Contributed by Katherine Turner
ABSTRACT: Off-tumor targeting of human antigens is difficult to predict in preclinical animal studies and can lead to serious adverse effects in patients. To address this, we developed a mouse model with stable and tunable human HER2 (hHER2) expression on normal hepatic tissue and compared toxicity between affinity-tuned HER2 CAR T cells (CARTs).
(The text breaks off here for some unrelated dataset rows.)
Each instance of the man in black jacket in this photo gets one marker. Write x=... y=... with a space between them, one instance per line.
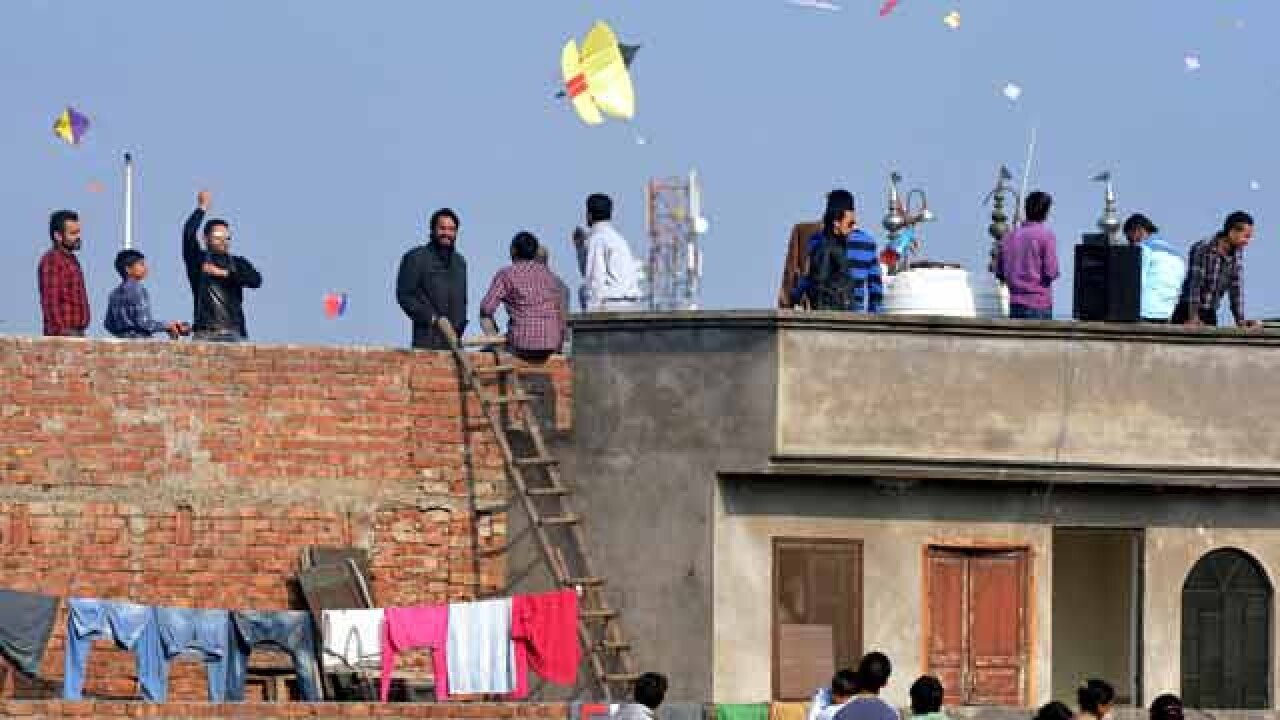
x=218 y=279
x=433 y=283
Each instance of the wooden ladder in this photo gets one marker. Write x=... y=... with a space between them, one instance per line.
x=549 y=511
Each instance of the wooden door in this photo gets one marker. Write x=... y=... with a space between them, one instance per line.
x=817 y=613
x=978 y=624
x=949 y=628
x=1226 y=633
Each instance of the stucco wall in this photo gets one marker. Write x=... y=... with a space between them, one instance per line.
x=662 y=411
x=1171 y=552
x=1001 y=395
x=892 y=593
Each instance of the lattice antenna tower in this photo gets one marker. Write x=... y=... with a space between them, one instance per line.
x=675 y=224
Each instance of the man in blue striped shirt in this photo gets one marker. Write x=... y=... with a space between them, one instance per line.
x=864 y=268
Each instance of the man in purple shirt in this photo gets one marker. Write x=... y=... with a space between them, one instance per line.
x=1028 y=263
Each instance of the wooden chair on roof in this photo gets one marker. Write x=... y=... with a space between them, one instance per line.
x=337 y=579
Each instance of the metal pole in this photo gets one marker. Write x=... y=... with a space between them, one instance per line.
x=128 y=201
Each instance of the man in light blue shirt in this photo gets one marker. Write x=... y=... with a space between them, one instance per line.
x=1162 y=269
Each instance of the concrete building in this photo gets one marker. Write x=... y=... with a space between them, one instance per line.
x=1013 y=506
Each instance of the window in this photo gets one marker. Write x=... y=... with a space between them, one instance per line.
x=817 y=613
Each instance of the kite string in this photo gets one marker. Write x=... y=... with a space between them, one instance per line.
x=1027 y=173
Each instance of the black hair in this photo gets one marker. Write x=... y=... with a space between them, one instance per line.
x=1139 y=220
x=650 y=689
x=873 y=671
x=599 y=206
x=926 y=695
x=840 y=197
x=1054 y=711
x=1037 y=206
x=831 y=217
x=1093 y=695
x=58 y=222
x=1166 y=707
x=126 y=259
x=214 y=224
x=524 y=246
x=1237 y=219
x=442 y=213
x=844 y=683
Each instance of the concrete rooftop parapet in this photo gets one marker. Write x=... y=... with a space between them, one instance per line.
x=940 y=397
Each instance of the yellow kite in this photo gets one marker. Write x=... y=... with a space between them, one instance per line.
x=597 y=80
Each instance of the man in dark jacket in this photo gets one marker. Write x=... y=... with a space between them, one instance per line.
x=218 y=279
x=433 y=283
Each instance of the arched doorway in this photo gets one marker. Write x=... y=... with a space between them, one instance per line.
x=1226 y=633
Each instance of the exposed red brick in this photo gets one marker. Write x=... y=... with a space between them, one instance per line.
x=193 y=474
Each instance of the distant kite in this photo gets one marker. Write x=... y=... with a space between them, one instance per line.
x=597 y=80
x=629 y=54
x=334 y=304
x=71 y=126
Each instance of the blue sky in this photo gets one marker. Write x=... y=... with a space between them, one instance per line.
x=328 y=131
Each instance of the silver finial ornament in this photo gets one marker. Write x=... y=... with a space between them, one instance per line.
x=1110 y=220
x=901 y=217
x=999 y=227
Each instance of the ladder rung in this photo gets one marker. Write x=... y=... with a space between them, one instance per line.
x=607 y=614
x=568 y=519
x=549 y=491
x=539 y=460
x=484 y=340
x=510 y=399
x=572 y=582
x=494 y=369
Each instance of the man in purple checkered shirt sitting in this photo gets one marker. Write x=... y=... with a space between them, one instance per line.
x=534 y=300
In mice with hHER2-high livers, both the high-affinity (HA) and low-affinity (LA) CARTs caused lethal liver damage due to immunotoxicity. Mice with hHER2-low livers, LA-CARTs exhibited less liver damage and lower systemic levels of IFN-gamma than HA-CARTs. We then compared affinity-tuned CARTs for their ability to control a hHER2-positive tumor xenograft in our model. Surprisingly, the LA-CARTs outperformed the HA-CARTs with superior antitumor efficacy in vivo. We hypothesized that this was due in part to T cell trafficking differences between LA and HA-CARTs and found that the LA-CARTs migrated out of the liver and infiltrated the tumor sooner than the HA-CARTs. These findings highlight the importance of T cell targeting in reducing toxicity of normal tissue and also in preventing off-tumor sequestration of CARTs, which reduces their therapeutic potency. Our model may be useful to evaluate various CARTs that have conditional expression of more than one scFv.